Admitting women to sacramental offices is one of the most controversial issues being discussed by the German reform initiative.
On the question of women in the Church, Bätzing distanced himself from Pope Francis’ view that women did not belong to either the Petrine or the Marian dimension but were particularly suited to the “administrative way” in the Church. “The Pope cannot demand that one accept that [explanation]”, he said.
The German reform initiative will meet for the fifth and final time in Frankfurt from 9-11 March.
“We must and want to remain in dialogue with Rome – that is the bishops’ conference’s express wish,” Bätzing emphasised.

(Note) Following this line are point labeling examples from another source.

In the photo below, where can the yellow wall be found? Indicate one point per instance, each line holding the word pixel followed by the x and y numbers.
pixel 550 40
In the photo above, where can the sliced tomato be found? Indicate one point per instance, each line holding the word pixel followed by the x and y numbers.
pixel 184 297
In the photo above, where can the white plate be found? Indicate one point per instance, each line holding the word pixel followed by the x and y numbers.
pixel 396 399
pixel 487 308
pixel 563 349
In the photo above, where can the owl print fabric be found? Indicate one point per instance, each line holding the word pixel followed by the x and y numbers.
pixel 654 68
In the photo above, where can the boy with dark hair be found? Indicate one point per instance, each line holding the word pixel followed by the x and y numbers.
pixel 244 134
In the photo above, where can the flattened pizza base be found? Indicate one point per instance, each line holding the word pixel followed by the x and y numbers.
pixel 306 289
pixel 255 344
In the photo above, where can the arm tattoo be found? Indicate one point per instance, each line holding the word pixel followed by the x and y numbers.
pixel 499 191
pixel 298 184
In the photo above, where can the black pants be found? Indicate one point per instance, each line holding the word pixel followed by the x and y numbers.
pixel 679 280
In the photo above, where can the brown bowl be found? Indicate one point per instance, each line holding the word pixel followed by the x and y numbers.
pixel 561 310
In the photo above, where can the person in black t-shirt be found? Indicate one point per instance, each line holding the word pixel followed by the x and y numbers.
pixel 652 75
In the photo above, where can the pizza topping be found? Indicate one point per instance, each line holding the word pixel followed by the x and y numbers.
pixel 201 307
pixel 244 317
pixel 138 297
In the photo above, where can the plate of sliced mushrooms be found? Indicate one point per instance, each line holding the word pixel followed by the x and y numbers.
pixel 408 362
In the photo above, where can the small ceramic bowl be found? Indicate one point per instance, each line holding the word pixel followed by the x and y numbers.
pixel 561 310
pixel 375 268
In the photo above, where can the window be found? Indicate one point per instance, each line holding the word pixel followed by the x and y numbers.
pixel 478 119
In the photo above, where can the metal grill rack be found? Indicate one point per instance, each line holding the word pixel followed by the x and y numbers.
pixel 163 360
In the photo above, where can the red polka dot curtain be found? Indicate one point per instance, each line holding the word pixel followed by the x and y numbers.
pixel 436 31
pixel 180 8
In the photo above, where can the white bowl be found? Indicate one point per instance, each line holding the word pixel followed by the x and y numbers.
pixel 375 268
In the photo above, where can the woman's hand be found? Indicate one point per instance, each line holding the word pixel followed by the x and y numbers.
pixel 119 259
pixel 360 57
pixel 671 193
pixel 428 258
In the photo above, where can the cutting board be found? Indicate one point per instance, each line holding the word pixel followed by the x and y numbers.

Meanwhile, the emeritus president of the Pontifical Council for the Promotion of Christian Unity, Cardinal Walter Kasper, has called on the German bishops to take criticism of the German synodal path by other bishops’ conferences seriously.
In several media interviews to mark his ninetieth birthday on 5 March, Kasper said he thought it “absolutely impossible” that resolutions in favour of women’s ordination or “the concept of democratic participation in Church leadership” would prevail at the global level.
“The Church just simply isn’t a democracy. That’s a fact. And one cannot invent a new Church”, he pointed out.
Pope Francis did not want “fundamental church reform” but reforms within the Church, Kasper explained.
While Francis certainly shared many of the German synodal path’s concerns, some of the reforms the initiative was in favour of would “massively endanger the unity of faith in the world Church”, he pointed out and recalled that it was the Pope’s duty to curb such “wrong reforms” as he bore the responsibility for the unity of the faith.
The cardinal also said he thought it wrong that Bishop Bätzing had publicly criticised Pope Francis. “Public criticism of the Pope is something that I do not like,” Kasper said.